Worried about whether you have in fact escaped poverty? This is what you need:
That dirty hovel, home? Where else? In all the wide world, of all the sweet dreams and fond imaginings of such homes as were writ or projected at the pictures, of them all, hers was that in North Street.
Dully, insistently, crushing came the realisation that there was no escape, save in dreams. All was a tangle; reality was too hideous to look upon: it could not be shrouded or titivated for long by the reading of cheap novelettes or the spectacle of films of spacious lives. They were only opiates and left a keener edge on hunger, made more loathsome reality’s sores. (65)
Then there is this passage, which describes the mix of industry, housing and government offices that marked poor urban areas, reduces its residents to animals, and then more or less compares them to the animals heading in great bewilderment to the slaughterhouse.
An erstwhile reformatory school for erring boys, an ugly, barrack-like building, serves as one of the Two Cities’ labour exchanges. Hemmed in on three sides by slums, tenements and doss houses, the remaining side stares at the gas works and a cattle-loading mound, into, and out of which, bleating sheep, cows and bulls, their eyes rolling, their parched tongues lolling, are driven by loutish men and cowed dogs. And the slum children, seeing in the inoffensive creatures a means to exercise their own animal instincts, come out of their dens armed with whips and sticks and stones to belabour the animals as they pass, meanwhile indulging in the most hideous inhuman screams, shouts and howls such as occasions horror in the mind of a sympathetic observer and, doubtless, terrified bewilderment on the parts of the doomed beasts as they, starting under whip, stick and stone, run blindly along the dinning unfamiliar streets finally to find themselves packed, suffocatingly, in wretched cattle trucks.
A high wall, enclosing an asphalt yard, ran round the building. On it was scrawled in chalk, and in letters a foot high: ‘Unemployed Mass Meeting Today 3 o’clock.’ The handiwork of Communists five or six weeks ago. (153)
If only the unemployed had come in their masses.
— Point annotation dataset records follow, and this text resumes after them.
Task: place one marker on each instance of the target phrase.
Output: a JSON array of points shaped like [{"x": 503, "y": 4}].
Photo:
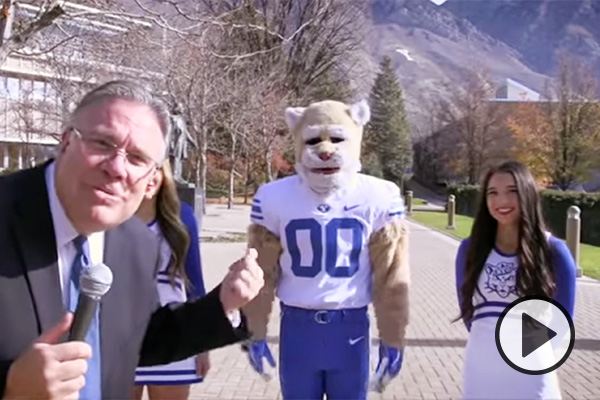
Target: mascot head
[{"x": 328, "y": 137}]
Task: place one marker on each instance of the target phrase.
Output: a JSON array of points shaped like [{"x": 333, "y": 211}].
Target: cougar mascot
[{"x": 331, "y": 241}]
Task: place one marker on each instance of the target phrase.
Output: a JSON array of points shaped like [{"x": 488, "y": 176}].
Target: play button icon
[{"x": 535, "y": 335}]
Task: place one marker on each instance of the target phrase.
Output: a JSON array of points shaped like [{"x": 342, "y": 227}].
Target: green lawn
[{"x": 589, "y": 257}]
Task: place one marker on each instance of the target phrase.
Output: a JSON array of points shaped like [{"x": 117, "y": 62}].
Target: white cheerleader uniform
[
  {"x": 180, "y": 372},
  {"x": 486, "y": 374}
]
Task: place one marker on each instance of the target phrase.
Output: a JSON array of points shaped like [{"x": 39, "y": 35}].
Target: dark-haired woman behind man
[
  {"x": 179, "y": 279},
  {"x": 509, "y": 254}
]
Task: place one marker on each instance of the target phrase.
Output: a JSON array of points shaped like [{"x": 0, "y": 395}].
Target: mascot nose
[{"x": 324, "y": 156}]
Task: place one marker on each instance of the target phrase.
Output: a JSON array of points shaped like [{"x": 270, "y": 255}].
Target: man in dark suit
[{"x": 112, "y": 146}]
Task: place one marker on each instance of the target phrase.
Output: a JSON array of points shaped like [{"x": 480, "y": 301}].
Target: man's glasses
[{"x": 137, "y": 163}]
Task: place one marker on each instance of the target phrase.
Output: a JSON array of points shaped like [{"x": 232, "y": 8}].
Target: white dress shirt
[{"x": 65, "y": 233}]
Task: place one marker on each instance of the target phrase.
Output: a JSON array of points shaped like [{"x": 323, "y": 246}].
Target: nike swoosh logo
[{"x": 354, "y": 341}]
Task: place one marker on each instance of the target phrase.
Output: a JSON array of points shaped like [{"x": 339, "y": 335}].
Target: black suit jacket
[{"x": 134, "y": 330}]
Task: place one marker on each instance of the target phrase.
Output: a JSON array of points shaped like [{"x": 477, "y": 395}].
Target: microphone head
[{"x": 96, "y": 280}]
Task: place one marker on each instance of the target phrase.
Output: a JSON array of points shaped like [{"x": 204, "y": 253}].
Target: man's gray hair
[{"x": 133, "y": 91}]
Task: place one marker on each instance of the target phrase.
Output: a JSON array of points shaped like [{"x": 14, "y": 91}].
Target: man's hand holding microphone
[{"x": 53, "y": 370}]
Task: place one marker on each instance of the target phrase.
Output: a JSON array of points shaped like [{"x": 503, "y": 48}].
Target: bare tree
[
  {"x": 559, "y": 137},
  {"x": 475, "y": 122}
]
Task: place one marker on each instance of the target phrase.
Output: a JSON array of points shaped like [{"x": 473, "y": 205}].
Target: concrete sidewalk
[{"x": 432, "y": 368}]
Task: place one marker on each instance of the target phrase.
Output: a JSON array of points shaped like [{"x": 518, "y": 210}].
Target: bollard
[
  {"x": 574, "y": 235},
  {"x": 451, "y": 212}
]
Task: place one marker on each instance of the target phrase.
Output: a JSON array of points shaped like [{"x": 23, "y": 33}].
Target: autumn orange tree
[{"x": 559, "y": 137}]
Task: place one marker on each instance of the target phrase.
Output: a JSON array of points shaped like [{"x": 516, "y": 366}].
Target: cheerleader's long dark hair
[{"x": 535, "y": 275}]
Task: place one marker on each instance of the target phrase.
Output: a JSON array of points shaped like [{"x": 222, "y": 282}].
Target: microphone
[{"x": 94, "y": 283}]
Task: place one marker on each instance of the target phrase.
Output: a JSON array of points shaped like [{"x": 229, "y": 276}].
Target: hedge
[{"x": 555, "y": 204}]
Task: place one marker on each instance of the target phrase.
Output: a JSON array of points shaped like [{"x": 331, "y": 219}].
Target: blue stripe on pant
[{"x": 324, "y": 352}]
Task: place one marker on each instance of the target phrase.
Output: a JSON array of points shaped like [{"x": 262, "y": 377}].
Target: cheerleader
[
  {"x": 179, "y": 279},
  {"x": 508, "y": 255}
]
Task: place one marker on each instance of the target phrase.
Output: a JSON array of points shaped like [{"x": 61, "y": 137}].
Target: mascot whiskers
[{"x": 331, "y": 241}]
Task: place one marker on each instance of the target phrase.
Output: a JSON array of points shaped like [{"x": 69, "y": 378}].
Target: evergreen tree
[{"x": 388, "y": 133}]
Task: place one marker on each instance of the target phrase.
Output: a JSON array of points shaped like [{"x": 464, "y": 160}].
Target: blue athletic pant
[{"x": 324, "y": 353}]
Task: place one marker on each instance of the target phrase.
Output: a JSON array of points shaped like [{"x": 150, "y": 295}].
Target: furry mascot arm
[
  {"x": 259, "y": 310},
  {"x": 388, "y": 248},
  {"x": 389, "y": 257}
]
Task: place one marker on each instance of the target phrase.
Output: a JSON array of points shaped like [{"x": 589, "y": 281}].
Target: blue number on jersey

The Hardcastles escape from this fate to some extent — but the moral of that escape is clear. I have great admiration for Sal, after her socialist love and hope dies of consumption she stares her fate in the face (with the help of the older and wiser Mrs Bull). To escape it she becomes a hard-headed woman of business, using her beauty to obtain security as her labour cannot do it for it her. I like that the novel is not sentimental and does not seem to judge her harshly for this. Simply points it out to a world that will, in the hopes that such a fall from grace might spur action where nothing else has.